In November, the Security Council unanimously approved a resolution condemning the violence in Burundi, and said it would consider "additional measures" against "all Burundian actors whose actions and statements contribute to the perpetuation of violence." The US has also imposed sanctions on several Burundians.
On Friday, in remarks to the press following the Council's session, Power reiterated the November threat to impose those further, but unspecified, measures. She also called on Museveni to "immediately convene the government and the opposition for a high-level political dialogue."
"Without this dialogue it's going to be very, very challenging to defuse the situation, and it has to be defused or it really risks evolving into mass violence," said Power.
Echoing arguments put forward in her book, Power added that "those who fail to act in the midst of a deteriorating situation are also at fault."
Vircoulon said he was pessimistic that a coherent solution could be worked out in the near term.
"Of course, it [the Security Council] knows that when the shit hits the fan, the Africans will not be responding and will put the blame on the UN," he said. The UN, he added, "also knows that it won't be able to have a fast reaction capacity to deploy peacekeepers."
"The usual contradictions are hampering the UN to be able to articulate a solution to the Burundi crisis," said Vircoulon.
UN policy, and the awareness of Council members on matters of mass atrocities, has evolved considerably since the 1994 Rwandan genocide, widely regarded as the organization's darkest hour, when it abandoned the small peacekeeping force already in the country. In a little over three months, an estimated 800,000 Tutsis and moderate Hutus were killed.

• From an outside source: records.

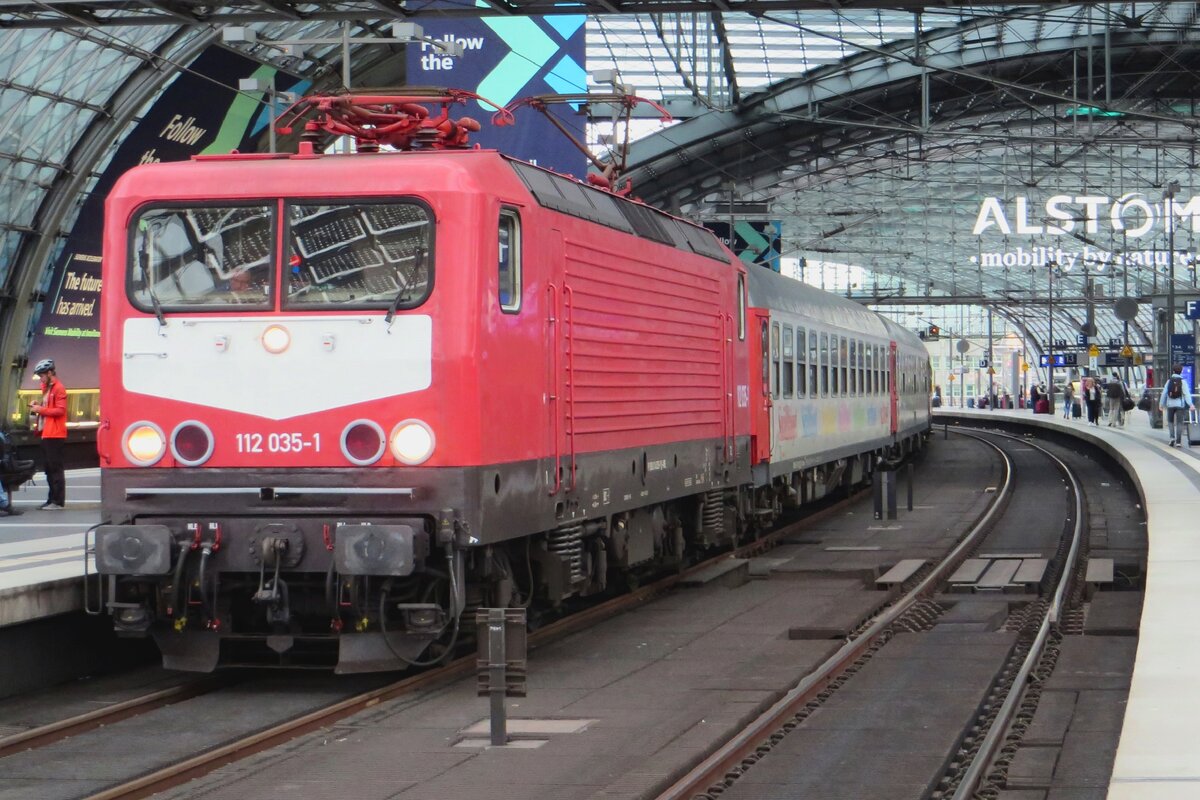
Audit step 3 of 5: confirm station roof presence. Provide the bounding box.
[0,0,1200,388]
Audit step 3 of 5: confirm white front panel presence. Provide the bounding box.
[121,314,433,420]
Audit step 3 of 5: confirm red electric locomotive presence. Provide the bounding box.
[96,92,749,672]
[95,95,928,672]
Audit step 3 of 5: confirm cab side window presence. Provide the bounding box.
[497,209,521,314]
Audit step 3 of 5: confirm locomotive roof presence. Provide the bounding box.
[746,267,920,347]
[110,150,528,201]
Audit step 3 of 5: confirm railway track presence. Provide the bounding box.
[658,431,1085,800]
[0,479,862,800]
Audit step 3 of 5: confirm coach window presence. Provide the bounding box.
[846,339,858,395]
[857,342,866,395]
[770,323,779,397]
[809,331,820,397]
[283,200,433,311]
[839,336,851,395]
[821,333,829,397]
[497,209,521,314]
[760,320,770,397]
[780,325,796,397]
[829,333,841,397]
[796,327,809,397]
[126,203,276,313]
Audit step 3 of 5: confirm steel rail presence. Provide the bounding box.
[953,431,1084,800]
[658,441,1013,800]
[89,482,865,800]
[0,678,229,758]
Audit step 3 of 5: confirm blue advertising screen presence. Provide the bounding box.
[22,46,308,389]
[407,11,588,179]
[702,219,784,272]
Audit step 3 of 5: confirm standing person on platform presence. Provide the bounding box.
[1082,377,1100,425]
[1062,378,1075,420]
[29,359,67,511]
[1104,372,1129,428]
[1158,363,1195,447]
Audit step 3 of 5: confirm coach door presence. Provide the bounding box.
[888,342,900,435]
[750,311,772,464]
[545,230,575,494]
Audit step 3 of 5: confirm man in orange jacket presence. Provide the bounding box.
[29,359,67,511]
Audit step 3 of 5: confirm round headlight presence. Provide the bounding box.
[263,325,292,355]
[121,422,167,467]
[342,420,385,467]
[389,420,437,467]
[170,420,212,467]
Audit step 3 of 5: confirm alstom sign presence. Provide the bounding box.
[971,192,1200,239]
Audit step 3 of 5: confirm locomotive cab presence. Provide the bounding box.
[96,148,540,672]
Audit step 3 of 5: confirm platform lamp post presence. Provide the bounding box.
[1034,260,1058,415]
[1162,181,1180,385]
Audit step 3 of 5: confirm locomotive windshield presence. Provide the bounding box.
[283,201,433,308]
[130,204,275,312]
[128,200,433,315]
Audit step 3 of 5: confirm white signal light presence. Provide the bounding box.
[388,420,437,467]
[121,422,167,467]
[263,325,292,355]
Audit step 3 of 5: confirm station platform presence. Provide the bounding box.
[0,469,100,627]
[934,408,1200,800]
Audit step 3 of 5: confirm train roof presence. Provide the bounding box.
[880,314,925,351]
[746,267,923,347]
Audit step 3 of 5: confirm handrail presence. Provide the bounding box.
[563,282,575,489]
[721,313,738,462]
[546,283,563,494]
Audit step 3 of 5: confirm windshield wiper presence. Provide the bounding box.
[383,247,425,333]
[138,231,167,327]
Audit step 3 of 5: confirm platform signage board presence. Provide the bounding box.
[1171,333,1196,366]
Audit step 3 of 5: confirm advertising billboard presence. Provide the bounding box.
[407,14,588,179]
[701,219,784,272]
[20,46,308,390]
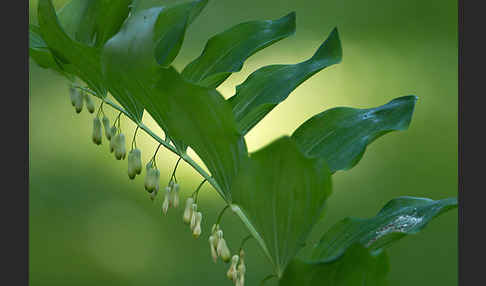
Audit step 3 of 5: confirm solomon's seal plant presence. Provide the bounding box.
[29,0,457,286]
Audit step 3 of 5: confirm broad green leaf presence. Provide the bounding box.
[182,12,295,88]
[231,137,331,276]
[131,0,209,25]
[102,1,199,122]
[58,0,132,47]
[279,244,389,286]
[147,67,248,197]
[38,0,106,96]
[292,95,417,172]
[228,29,342,134]
[312,197,457,261]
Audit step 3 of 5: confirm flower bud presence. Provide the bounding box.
[149,183,159,201]
[69,86,79,106]
[145,161,157,193]
[209,235,218,263]
[110,126,118,153]
[127,150,136,180]
[162,194,169,215]
[114,133,127,160]
[153,169,160,191]
[191,204,197,230]
[74,89,83,113]
[182,197,194,224]
[131,148,142,175]
[170,183,179,208]
[226,254,239,282]
[92,117,102,145]
[101,115,111,140]
[83,92,95,113]
[192,212,202,238]
[237,249,246,286]
[216,236,231,262]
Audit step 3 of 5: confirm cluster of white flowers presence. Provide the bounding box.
[69,86,95,113]
[182,197,202,238]
[209,224,246,286]
[162,180,179,215]
[70,86,251,286]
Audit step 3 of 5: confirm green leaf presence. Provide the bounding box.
[228,29,342,134]
[292,95,417,172]
[312,197,457,261]
[102,1,199,123]
[132,0,209,25]
[29,24,72,76]
[38,0,106,96]
[58,0,132,47]
[182,12,295,88]
[232,137,331,276]
[279,245,389,286]
[148,68,248,198]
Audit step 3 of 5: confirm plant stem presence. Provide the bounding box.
[100,95,228,200]
[260,274,277,286]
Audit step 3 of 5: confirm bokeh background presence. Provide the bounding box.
[29,0,458,286]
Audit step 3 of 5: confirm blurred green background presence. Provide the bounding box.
[29,0,458,286]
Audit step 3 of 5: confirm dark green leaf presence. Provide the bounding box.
[182,12,295,88]
[29,25,71,78]
[232,137,331,275]
[132,0,209,25]
[38,0,106,96]
[292,95,417,172]
[279,245,389,286]
[58,0,132,47]
[312,197,457,261]
[102,2,199,122]
[229,29,342,134]
[149,68,248,198]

Ethnic violence targeting Hutus took place in the 1970s in Burundi, and its 13-year civil war that ended in 2005 largely saw fighting along Hutu vs. Tutsi lines. After the war, Nkurunziza, who commanded the most powerful Hutu faction, emerged as president. Observers have cautioned that the divides of recent years are primarily political, rather than ethnic, and a product of Nkurunziza's increasingly authoritarian rule. But whatever the makeup of the rebels, or the government's forces, Power's email reflected the growing sense in New York that a serious escalation is around the corner – or already here.
"It is very clear that the set of steps that we have taken over these many months, really, because this is a chronicle foretold … have not been sufficient," Power said on Friday outside the Council.